The diagnostic tells you:
- Your child's estimated band for each section
- Which topic areas are strong and which need attention
- How to prioritise preparation time for maximum improvement
Pair the diagnostic with regular Writing Lab evaluations and periodic full-length mock tests to track improvement over time. Seeing band progression from Average to Proficient to High is one of the most motivating experiences for both students and parents.
Setting Realistic Goals for Selective Entry
It is natural to want your child to reach the Superior band in every section. But realistic goal-setting leads to better outcomes than perfectionism. Consider these principles:
- Aim for one band improvement at a time. Moving from Average to Proficient is a significant achievement. Moving from Proficient to High requires sustained, targeted effort. Celebrate each step.
- Focus on the weakest section first. Improving a weak section from Average to Proficient often adds more to the overall score than pushing a strong section from High to Superior.

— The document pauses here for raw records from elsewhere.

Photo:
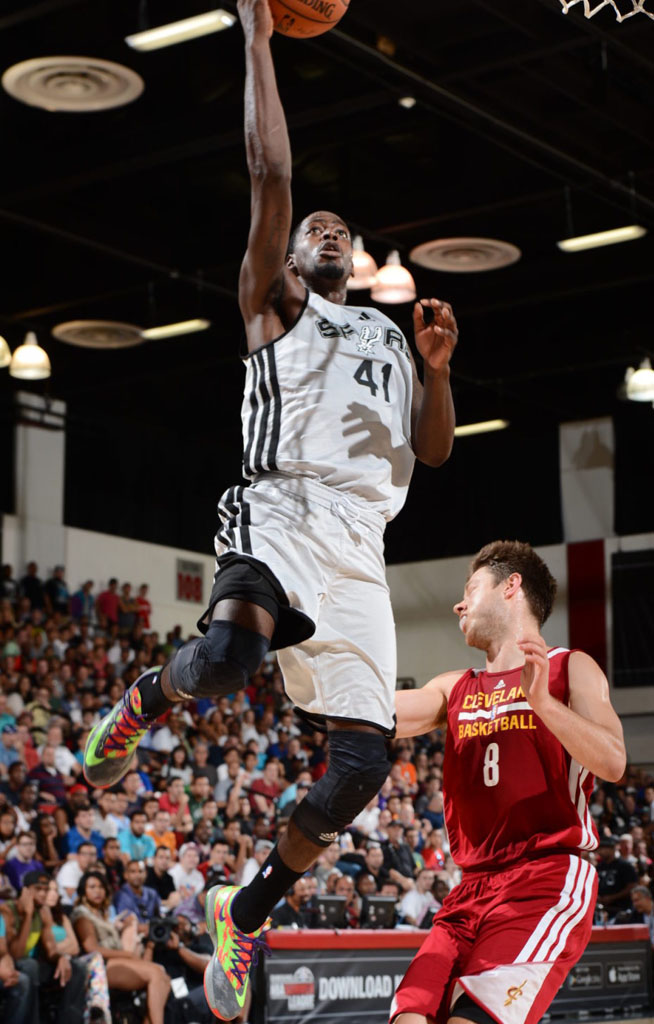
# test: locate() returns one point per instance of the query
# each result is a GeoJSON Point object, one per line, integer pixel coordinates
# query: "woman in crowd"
{"type": "Point", "coordinates": [116, 941]}
{"type": "Point", "coordinates": [97, 998]}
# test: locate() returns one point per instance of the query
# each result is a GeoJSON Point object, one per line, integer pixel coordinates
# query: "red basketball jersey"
{"type": "Point", "coordinates": [510, 787]}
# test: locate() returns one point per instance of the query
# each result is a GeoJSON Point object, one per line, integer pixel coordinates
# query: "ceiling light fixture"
{"type": "Point", "coordinates": [172, 330]}
{"type": "Point", "coordinates": [30, 361]}
{"type": "Point", "coordinates": [5, 353]}
{"type": "Point", "coordinates": [180, 32]}
{"type": "Point", "coordinates": [640, 383]}
{"type": "Point", "coordinates": [393, 284]}
{"type": "Point", "coordinates": [626, 233]}
{"type": "Point", "coordinates": [363, 266]}
{"type": "Point", "coordinates": [484, 427]}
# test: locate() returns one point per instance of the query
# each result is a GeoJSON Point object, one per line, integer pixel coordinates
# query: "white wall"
{"type": "Point", "coordinates": [428, 637]}
{"type": "Point", "coordinates": [98, 556]}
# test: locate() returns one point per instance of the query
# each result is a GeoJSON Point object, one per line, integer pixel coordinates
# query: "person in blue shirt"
{"type": "Point", "coordinates": [83, 832]}
{"type": "Point", "coordinates": [134, 897]}
{"type": "Point", "coordinates": [135, 844]}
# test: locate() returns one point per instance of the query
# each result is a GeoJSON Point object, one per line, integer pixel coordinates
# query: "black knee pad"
{"type": "Point", "coordinates": [357, 769]}
{"type": "Point", "coordinates": [219, 663]}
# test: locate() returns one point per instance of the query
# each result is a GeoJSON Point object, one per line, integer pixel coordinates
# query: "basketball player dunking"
{"type": "Point", "coordinates": [333, 416]}
{"type": "Point", "coordinates": [524, 739]}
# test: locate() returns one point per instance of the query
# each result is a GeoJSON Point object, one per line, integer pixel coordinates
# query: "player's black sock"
{"type": "Point", "coordinates": [252, 905]}
{"type": "Point", "coordinates": [154, 702]}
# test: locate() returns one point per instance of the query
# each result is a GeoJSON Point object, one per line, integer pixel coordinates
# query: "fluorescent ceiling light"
{"type": "Point", "coordinates": [626, 233]}
{"type": "Point", "coordinates": [179, 32]}
{"type": "Point", "coordinates": [480, 428]}
{"type": "Point", "coordinates": [171, 330]}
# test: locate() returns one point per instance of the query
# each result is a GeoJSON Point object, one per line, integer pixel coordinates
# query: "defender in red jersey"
{"type": "Point", "coordinates": [524, 739]}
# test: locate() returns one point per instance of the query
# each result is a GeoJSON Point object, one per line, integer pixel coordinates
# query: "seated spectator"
{"type": "Point", "coordinates": [398, 859]}
{"type": "Point", "coordinates": [419, 900]}
{"type": "Point", "coordinates": [178, 765]}
{"type": "Point", "coordinates": [103, 815]}
{"type": "Point", "coordinates": [175, 802]}
{"type": "Point", "coordinates": [12, 784]}
{"type": "Point", "coordinates": [82, 832]}
{"type": "Point", "coordinates": [353, 903]}
{"type": "Point", "coordinates": [200, 793]}
{"type": "Point", "coordinates": [68, 877]}
{"type": "Point", "coordinates": [134, 842]}
{"type": "Point", "coordinates": [31, 942]}
{"type": "Point", "coordinates": [23, 859]}
{"type": "Point", "coordinates": [48, 843]}
{"type": "Point", "coordinates": [215, 869]}
{"type": "Point", "coordinates": [616, 879]}
{"type": "Point", "coordinates": [96, 995]}
{"type": "Point", "coordinates": [135, 897]}
{"type": "Point", "coordinates": [251, 867]}
{"type": "Point", "coordinates": [185, 955]}
{"type": "Point", "coordinates": [8, 832]}
{"type": "Point", "coordinates": [112, 861]}
{"type": "Point", "coordinates": [117, 943]}
{"type": "Point", "coordinates": [18, 993]}
{"type": "Point", "coordinates": [185, 875]}
{"type": "Point", "coordinates": [8, 742]}
{"type": "Point", "coordinates": [162, 834]}
{"type": "Point", "coordinates": [159, 879]}
{"type": "Point", "coordinates": [50, 781]}
{"type": "Point", "coordinates": [291, 913]}
{"type": "Point", "coordinates": [265, 792]}
{"type": "Point", "coordinates": [201, 764]}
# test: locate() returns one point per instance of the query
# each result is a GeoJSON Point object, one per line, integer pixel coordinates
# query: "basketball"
{"type": "Point", "coordinates": [302, 18]}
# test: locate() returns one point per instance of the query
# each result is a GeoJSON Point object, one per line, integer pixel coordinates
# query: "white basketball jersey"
{"type": "Point", "coordinates": [331, 399]}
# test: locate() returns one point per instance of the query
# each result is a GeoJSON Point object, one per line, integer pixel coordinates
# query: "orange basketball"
{"type": "Point", "coordinates": [302, 18]}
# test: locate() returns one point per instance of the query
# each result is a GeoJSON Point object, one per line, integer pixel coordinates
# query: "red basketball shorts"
{"type": "Point", "coordinates": [508, 939]}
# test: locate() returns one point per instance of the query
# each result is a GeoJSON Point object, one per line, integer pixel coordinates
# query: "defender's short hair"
{"type": "Point", "coordinates": [506, 557]}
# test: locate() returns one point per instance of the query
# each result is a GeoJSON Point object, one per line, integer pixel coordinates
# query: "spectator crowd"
{"type": "Point", "coordinates": [102, 891]}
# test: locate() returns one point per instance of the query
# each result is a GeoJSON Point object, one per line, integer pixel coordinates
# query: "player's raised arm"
{"type": "Point", "coordinates": [418, 712]}
{"type": "Point", "coordinates": [268, 150]}
{"type": "Point", "coordinates": [589, 727]}
{"type": "Point", "coordinates": [432, 408]}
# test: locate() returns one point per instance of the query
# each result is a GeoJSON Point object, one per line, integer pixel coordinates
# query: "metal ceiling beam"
{"type": "Point", "coordinates": [37, 10]}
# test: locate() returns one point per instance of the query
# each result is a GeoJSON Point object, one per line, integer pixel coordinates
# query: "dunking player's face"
{"type": "Point", "coordinates": [322, 249]}
{"type": "Point", "coordinates": [482, 611]}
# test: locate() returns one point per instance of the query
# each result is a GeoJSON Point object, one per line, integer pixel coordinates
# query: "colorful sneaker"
{"type": "Point", "coordinates": [227, 974]}
{"type": "Point", "coordinates": [112, 744]}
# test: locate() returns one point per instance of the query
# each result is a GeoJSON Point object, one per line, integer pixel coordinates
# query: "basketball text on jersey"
{"type": "Point", "coordinates": [498, 711]}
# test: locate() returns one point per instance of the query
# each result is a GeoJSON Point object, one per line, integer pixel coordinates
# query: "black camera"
{"type": "Point", "coordinates": [160, 930]}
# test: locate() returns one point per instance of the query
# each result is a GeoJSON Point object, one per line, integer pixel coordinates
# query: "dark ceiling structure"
{"type": "Point", "coordinates": [528, 126]}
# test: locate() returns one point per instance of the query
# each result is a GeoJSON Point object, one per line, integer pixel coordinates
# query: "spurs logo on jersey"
{"type": "Point", "coordinates": [331, 399]}
{"type": "Point", "coordinates": [368, 337]}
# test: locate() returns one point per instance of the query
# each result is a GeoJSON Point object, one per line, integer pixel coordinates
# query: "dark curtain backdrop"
{"type": "Point", "coordinates": [633, 598]}
{"type": "Point", "coordinates": [635, 468]}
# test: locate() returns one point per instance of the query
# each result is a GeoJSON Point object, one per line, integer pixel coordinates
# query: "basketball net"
{"type": "Point", "coordinates": [620, 7]}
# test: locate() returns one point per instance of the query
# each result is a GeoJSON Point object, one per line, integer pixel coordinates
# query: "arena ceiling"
{"type": "Point", "coordinates": [140, 214]}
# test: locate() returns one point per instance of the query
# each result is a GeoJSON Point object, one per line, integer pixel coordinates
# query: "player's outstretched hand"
{"type": "Point", "coordinates": [256, 17]}
{"type": "Point", "coordinates": [535, 675]}
{"type": "Point", "coordinates": [436, 333]}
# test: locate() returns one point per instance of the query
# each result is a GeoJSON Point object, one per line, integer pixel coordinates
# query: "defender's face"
{"type": "Point", "coordinates": [479, 608]}
{"type": "Point", "coordinates": [323, 248]}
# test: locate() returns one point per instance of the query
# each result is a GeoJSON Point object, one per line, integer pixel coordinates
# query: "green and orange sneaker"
{"type": "Point", "coordinates": [112, 744]}
{"type": "Point", "coordinates": [227, 974]}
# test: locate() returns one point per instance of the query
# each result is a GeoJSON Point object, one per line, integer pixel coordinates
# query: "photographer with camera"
{"type": "Point", "coordinates": [183, 949]}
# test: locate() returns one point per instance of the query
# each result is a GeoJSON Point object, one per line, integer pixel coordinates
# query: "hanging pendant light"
{"type": "Point", "coordinates": [30, 361]}
{"type": "Point", "coordinates": [394, 283]}
{"type": "Point", "coordinates": [363, 266]}
{"type": "Point", "coordinates": [5, 353]}
{"type": "Point", "coordinates": [640, 383]}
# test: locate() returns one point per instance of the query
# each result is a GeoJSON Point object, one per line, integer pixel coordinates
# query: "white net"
{"type": "Point", "coordinates": [621, 8]}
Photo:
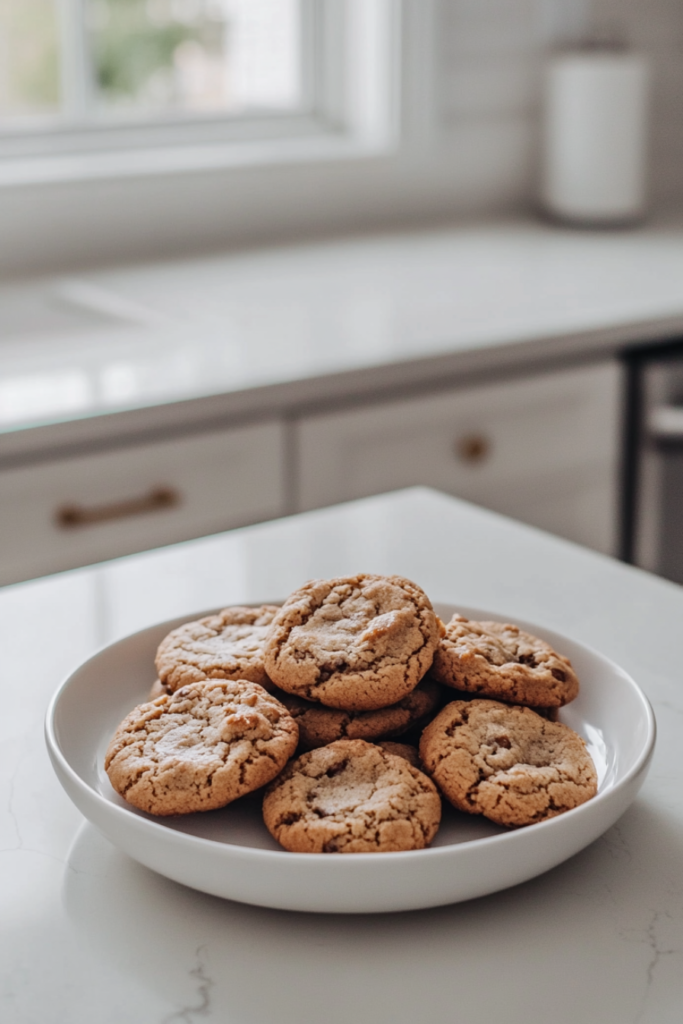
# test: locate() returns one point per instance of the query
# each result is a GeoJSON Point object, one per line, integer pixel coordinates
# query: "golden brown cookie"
{"type": "Point", "coordinates": [500, 660]}
{"type": "Point", "coordinates": [158, 690]}
{"type": "Point", "coordinates": [351, 797]}
{"type": "Point", "coordinates": [357, 643]}
{"type": "Point", "coordinates": [200, 748]}
{"type": "Point", "coordinates": [227, 645]}
{"type": "Point", "coordinates": [507, 763]}
{"type": "Point", "coordinates": [319, 725]}
{"type": "Point", "coordinates": [406, 751]}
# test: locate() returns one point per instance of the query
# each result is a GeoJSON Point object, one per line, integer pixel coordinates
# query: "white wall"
{"type": "Point", "coordinates": [492, 54]}
{"type": "Point", "coordinates": [476, 156]}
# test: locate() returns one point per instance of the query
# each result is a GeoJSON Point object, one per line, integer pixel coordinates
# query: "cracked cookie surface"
{"type": "Point", "coordinates": [351, 797]}
{"type": "Point", "coordinates": [406, 751]}
{"type": "Point", "coordinates": [509, 764]}
{"type": "Point", "coordinates": [500, 660]}
{"type": "Point", "coordinates": [227, 645]}
{"type": "Point", "coordinates": [356, 643]}
{"type": "Point", "coordinates": [319, 725]}
{"type": "Point", "coordinates": [200, 748]}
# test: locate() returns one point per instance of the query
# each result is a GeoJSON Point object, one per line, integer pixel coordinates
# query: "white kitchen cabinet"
{"type": "Point", "coordinates": [73, 511]}
{"type": "Point", "coordinates": [544, 450]}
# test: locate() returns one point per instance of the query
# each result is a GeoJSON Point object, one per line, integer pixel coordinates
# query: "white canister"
{"type": "Point", "coordinates": [595, 137]}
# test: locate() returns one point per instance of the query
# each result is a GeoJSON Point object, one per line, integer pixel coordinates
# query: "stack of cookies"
{"type": "Point", "coordinates": [335, 675]}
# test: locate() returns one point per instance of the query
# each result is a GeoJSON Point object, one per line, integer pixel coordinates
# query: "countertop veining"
{"type": "Point", "coordinates": [249, 334]}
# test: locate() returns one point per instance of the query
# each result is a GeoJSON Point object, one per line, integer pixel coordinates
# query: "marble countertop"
{"type": "Point", "coordinates": [87, 935]}
{"type": "Point", "coordinates": [256, 333]}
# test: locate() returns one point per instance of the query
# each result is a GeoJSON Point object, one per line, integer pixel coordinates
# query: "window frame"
{"type": "Point", "coordinates": [331, 121]}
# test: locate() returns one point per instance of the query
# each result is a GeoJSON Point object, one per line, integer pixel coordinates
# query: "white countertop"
{"type": "Point", "coordinates": [89, 937]}
{"type": "Point", "coordinates": [253, 333]}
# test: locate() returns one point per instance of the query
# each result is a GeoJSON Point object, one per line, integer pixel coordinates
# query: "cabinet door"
{"type": "Point", "coordinates": [75, 511]}
{"type": "Point", "coordinates": [543, 450]}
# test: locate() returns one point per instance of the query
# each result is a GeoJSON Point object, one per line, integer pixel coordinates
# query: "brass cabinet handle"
{"type": "Point", "coordinates": [75, 516]}
{"type": "Point", "coordinates": [473, 449]}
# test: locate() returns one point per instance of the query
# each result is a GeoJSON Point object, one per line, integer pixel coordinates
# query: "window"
{"type": "Point", "coordinates": [92, 76]}
{"type": "Point", "coordinates": [100, 60]}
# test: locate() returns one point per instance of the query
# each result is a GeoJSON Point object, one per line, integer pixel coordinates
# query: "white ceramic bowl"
{"type": "Point", "coordinates": [229, 853]}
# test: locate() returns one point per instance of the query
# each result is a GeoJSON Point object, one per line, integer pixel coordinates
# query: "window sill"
{"type": "Point", "coordinates": [194, 159]}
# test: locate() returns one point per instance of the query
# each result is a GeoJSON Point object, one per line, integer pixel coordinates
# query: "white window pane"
{"type": "Point", "coordinates": [202, 56]}
{"type": "Point", "coordinates": [30, 73]}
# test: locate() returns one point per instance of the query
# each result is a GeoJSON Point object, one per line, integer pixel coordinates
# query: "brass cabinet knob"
{"type": "Point", "coordinates": [473, 449]}
{"type": "Point", "coordinates": [74, 516]}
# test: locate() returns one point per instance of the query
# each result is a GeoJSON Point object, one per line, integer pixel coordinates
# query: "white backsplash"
{"type": "Point", "coordinates": [492, 56]}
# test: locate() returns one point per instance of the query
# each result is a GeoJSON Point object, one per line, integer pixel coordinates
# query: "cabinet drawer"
{"type": "Point", "coordinates": [79, 510]}
{"type": "Point", "coordinates": [544, 450]}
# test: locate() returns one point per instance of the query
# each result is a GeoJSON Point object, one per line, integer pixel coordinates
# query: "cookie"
{"type": "Point", "coordinates": [158, 690]}
{"type": "Point", "coordinates": [500, 660]}
{"type": "Point", "coordinates": [357, 643]}
{"type": "Point", "coordinates": [507, 763]}
{"type": "Point", "coordinates": [319, 725]}
{"type": "Point", "coordinates": [227, 645]}
{"type": "Point", "coordinates": [351, 797]}
{"type": "Point", "coordinates": [200, 748]}
{"type": "Point", "coordinates": [406, 751]}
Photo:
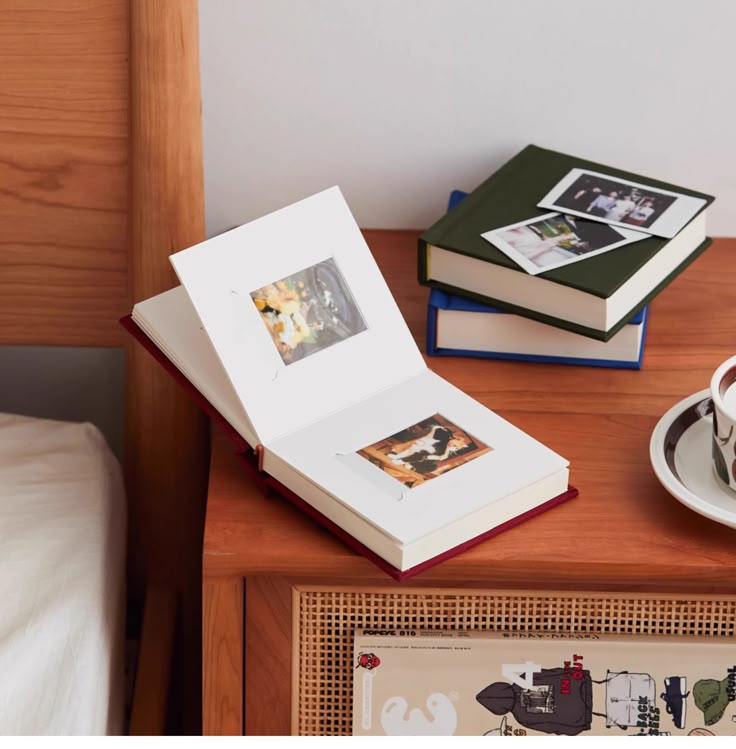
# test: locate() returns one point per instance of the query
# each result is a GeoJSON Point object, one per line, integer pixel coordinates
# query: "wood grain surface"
{"type": "Point", "coordinates": [623, 532]}
{"type": "Point", "coordinates": [267, 656]}
{"type": "Point", "coordinates": [63, 172]}
{"type": "Point", "coordinates": [222, 648]}
{"type": "Point", "coordinates": [155, 660]}
{"type": "Point", "coordinates": [167, 451]}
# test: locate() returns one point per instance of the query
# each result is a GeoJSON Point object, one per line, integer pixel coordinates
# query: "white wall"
{"type": "Point", "coordinates": [398, 101]}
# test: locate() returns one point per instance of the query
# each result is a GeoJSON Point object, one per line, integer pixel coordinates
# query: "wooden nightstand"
{"type": "Point", "coordinates": [281, 596]}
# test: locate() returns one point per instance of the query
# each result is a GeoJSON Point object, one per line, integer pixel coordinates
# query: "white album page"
{"type": "Point", "coordinates": [298, 314]}
{"type": "Point", "coordinates": [415, 457]}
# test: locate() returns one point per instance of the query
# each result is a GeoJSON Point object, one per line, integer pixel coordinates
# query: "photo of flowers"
{"type": "Point", "coordinates": [308, 311]}
{"type": "Point", "coordinates": [424, 451]}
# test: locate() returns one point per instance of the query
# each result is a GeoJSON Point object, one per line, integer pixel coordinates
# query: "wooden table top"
{"type": "Point", "coordinates": [624, 531]}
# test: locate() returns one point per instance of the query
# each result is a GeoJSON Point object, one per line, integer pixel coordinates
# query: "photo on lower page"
{"type": "Point", "coordinates": [424, 451]}
{"type": "Point", "coordinates": [309, 311]}
{"type": "Point", "coordinates": [550, 241]}
{"type": "Point", "coordinates": [612, 200]}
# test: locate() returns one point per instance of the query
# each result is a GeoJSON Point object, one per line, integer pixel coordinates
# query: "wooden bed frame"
{"type": "Point", "coordinates": [101, 164]}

- Give writing enough time. Writing is the slowest skill to improve. Start writing preparation early and maintain consistency throughout the preparation period.
- Use practice tests as checkpoints, not judgments. A diagnostic or mock test score is a data point, not a verdict. Use it to adjust the preparation plan.
The selective entry exam is competitive, but it is not a lottery. Students who prepare systematically, target their weak areas, and practise consistently give themselves the strongest possible chance. The band system exists to help you measure that progress clearly.